Idell Breitenfeld e Giorgio Sisini La copertina del “Das Rätsel”

Il 23 gennaio 1932 apparve il suo primo numero; il successo fu immediato, nonostante il fatto che l’Italia, a differenza di altre nazioni, mancasse di una tradizione di rompicapi matematici, logici e simili.

Quel primo numero recava una data palindroma (23.1.32) e mostrava in copertina uno schema di parole incrociate con il vòlto dell’attrice messicana Lupe Vélez nel bel mezzo dei quadretti con una impostazione grafica ripresa per intero dal “Das Rätsel” (anche l’immagine della Vélez e la disposizione delle caselle nere). Nelle settimane successive la copertina continuò a riportare il vólto di un personaggio dello spettacolo; dopo la foto del 4 giugno che ritraeva MauriceChevalier, le immagini cominciarono a susseguirsi disposte sempre negli angoli, occupandoli a rotazione e sempre alternando il vólto di un uomo con quello di una donna, con i colori della testata (rosso, bleu e verde) avvicendantisi nell’ordine. E così, anche le due diciture poste in cima alla prima pagina, «La rivista di enigmistica prima per fondazione e diffusione» e «La rivista che vanta innumerevoli tentativi di imitazione», si alternano di settimana in settimana. Iniziarono sùbito, infatti, i tentativi di imitazione di questo primo settimanale italiano di parole incrociate, primo anche per diffusione e qualità, che deve soltanto farsi perdonare l’uso un po’ improprio ed estensivo dell’aggettivo ‘enigmistica’, causa dell’equivoco, ormai consolidato in Italia, per cui il termine non rinvia più all’originario legame all’enigma; e anche il fatto che, in luogo della dizione più corretta di ‘parole incrociate’, conserva l’indicazione di ‘parole crociate’.

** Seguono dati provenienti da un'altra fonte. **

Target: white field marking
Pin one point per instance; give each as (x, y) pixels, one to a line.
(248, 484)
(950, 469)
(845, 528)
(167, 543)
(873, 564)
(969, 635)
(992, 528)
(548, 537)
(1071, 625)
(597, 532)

Caratteristiche del periodico è sempre stata quella di evitare qualsiasi riferimento a fatti politici o a elementi sociali nei quali potesse ravvisarsi un’inclinazione particolare o un implicito giudizio morale. Già il primo numero mostrava la neutralità del giornale su qualsiasi argomento e, ad esempio, pur trovandosi in un periodo di clima quasi bellico, per l’1 orizzontale dello schema di copertina, nelle prime quattro caselle, alla definizione «Eroiche in guerra, nefande in pace» andava inserita la parola ‘SPIE’.

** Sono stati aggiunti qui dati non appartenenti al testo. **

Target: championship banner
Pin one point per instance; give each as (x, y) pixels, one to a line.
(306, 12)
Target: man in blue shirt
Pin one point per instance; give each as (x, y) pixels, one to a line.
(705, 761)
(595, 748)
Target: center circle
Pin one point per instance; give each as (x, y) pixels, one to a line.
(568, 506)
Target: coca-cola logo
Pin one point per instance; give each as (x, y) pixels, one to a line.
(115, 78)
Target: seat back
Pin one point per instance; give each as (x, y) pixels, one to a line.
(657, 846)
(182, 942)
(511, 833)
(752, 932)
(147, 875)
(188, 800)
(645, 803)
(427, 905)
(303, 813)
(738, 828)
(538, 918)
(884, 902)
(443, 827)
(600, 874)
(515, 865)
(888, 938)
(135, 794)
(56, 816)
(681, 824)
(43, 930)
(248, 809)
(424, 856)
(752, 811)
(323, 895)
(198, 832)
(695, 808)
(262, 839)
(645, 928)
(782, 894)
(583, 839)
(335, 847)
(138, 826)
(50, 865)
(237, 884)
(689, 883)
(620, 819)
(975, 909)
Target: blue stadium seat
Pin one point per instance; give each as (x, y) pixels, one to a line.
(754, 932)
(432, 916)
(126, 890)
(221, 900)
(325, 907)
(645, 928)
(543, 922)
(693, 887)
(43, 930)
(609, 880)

Quel numero costava 50 centesimi di lire, un prezzo che fu mantenuto lo stesso per molto tempo, fino a che non rimase agganciato al corrente costo dei quotidiani; soltanto da qualche anno se n’è discostato raggiungendo oggi, dopo graduali aumenti, il costo di 1,70 Euro.

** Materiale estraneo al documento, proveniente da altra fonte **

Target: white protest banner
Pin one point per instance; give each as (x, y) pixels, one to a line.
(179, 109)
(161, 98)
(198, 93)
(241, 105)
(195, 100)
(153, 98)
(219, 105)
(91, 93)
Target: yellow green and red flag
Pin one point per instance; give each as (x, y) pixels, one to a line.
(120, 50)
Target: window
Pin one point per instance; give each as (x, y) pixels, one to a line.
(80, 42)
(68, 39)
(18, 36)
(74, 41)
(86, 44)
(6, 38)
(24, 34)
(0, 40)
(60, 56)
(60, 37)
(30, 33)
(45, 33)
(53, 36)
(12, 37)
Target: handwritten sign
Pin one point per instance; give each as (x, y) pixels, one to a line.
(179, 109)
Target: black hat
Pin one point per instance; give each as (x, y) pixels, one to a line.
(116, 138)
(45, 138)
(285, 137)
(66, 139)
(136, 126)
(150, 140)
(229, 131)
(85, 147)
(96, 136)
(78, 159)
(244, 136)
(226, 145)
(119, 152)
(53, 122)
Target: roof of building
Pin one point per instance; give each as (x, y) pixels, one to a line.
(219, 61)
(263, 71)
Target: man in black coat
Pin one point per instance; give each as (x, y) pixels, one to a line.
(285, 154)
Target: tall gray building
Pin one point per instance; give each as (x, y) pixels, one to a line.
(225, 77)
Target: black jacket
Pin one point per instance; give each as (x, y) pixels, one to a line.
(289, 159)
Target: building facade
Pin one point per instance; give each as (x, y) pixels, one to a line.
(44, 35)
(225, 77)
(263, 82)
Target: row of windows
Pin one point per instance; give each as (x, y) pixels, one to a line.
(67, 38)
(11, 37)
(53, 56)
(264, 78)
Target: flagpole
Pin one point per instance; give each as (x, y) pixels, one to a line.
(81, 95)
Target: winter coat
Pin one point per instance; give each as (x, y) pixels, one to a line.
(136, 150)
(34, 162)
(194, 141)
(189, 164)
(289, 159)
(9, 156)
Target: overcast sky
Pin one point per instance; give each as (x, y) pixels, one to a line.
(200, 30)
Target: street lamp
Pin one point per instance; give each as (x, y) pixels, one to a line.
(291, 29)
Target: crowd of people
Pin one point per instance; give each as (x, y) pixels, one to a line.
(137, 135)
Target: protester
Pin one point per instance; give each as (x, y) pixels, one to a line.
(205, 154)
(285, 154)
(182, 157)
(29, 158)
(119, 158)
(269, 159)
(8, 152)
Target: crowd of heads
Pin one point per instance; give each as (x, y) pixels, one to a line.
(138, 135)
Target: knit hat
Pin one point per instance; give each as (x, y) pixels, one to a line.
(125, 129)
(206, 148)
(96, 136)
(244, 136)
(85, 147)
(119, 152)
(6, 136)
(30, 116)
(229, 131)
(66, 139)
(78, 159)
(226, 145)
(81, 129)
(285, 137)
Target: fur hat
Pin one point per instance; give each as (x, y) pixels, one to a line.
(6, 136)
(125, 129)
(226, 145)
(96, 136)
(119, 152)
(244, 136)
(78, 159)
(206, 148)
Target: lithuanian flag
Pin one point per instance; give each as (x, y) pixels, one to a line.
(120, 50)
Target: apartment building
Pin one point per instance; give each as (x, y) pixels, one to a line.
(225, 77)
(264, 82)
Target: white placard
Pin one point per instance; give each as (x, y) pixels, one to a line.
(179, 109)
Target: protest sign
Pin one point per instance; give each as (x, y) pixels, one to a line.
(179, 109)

Un periodico che potrebbe dirsi conservatore dal momento che le sue linee essenziali non sono cambiate affatto in tutti questi anni, con una varietà di giochi rimasta più o meno la stessa e rare sono state le innovazioni in tutti questi anni, come la discreta introduzione del colore in alcuni rebus, l’immissione del “Sudoku” e qualche piccola concessione all’attualità in alcune rubriche; il tuttosempre privo di qualsiasi riferimento che possa urtare la suscettibilità di qualcuno.Certamente nella rivista non ha spazio la politica e, se pure appare qualche personaggio di quel mondo, si tratta di nomi ormai passati alla storia, senza alcun riferimento a fatti e vicende attuali. Un’altra conservata caratteristica della “Settimana” è quella di aver saputo fare sempre a meno di ospitare pubblicità diretta nelle sue pagine; soltanto di recente, invece, càpita di vedere reclamizzata la rivista su altri fogli e perfino sugli schermi televisivi.

Un periodico “immobile”, per nulla sensibile al passare del tempo e alle cose dell’oggi, se non fosse per alcune leggere sfumature, tanto che ogni suo numero è già bell’e pronto con molto anticipo, mesi addirittura, salvo la pagina 2 destinata a ospitare i nomi dei vincitori dei concorsi di volta in volta banditi. E, se non fosse per il numero impresso in cima a ogni pagina del giornale, sarebbe forse impossibile riconoscerne la data, presentandosi sempre come qualcosa fuori del tempo; quasi come avverte Paolo Conte nella sua canzone Sotto le stelle del Jazz: «… Duemila enigmi nel jazz, / ah, non si capisce il motivo / nel tempo fatto di attimi / e settimane enigmistiche…».

Settimane durante le quali milioni di persone sostano giocando, ma anche nutrendosi di una sorta di cultura, nozionistica sì, ma comunque istruttiva giacché le sue pagine non contengono soltanto schemi di parole incrociate e rebus, ma anche varie rubriche di curiosità e di informazione. Si può ben dire che il giornale abbia in qualche modo rappresentato anche un grande veicolo di alfabetizzazione e una sorta di acculturazione.

Il successo della Rivista è testimoniato anche dalla sua enorme diffusione, con una tiratura che si aggira vicino al milione di copie, agli stessi alti livelli di un altro settimanale, di tutt’altro genere: “Famiglia Cristiana” che, per una curiosa combinazione, lo scorso dicembre ha festeggiato anch’essa i novant’anni.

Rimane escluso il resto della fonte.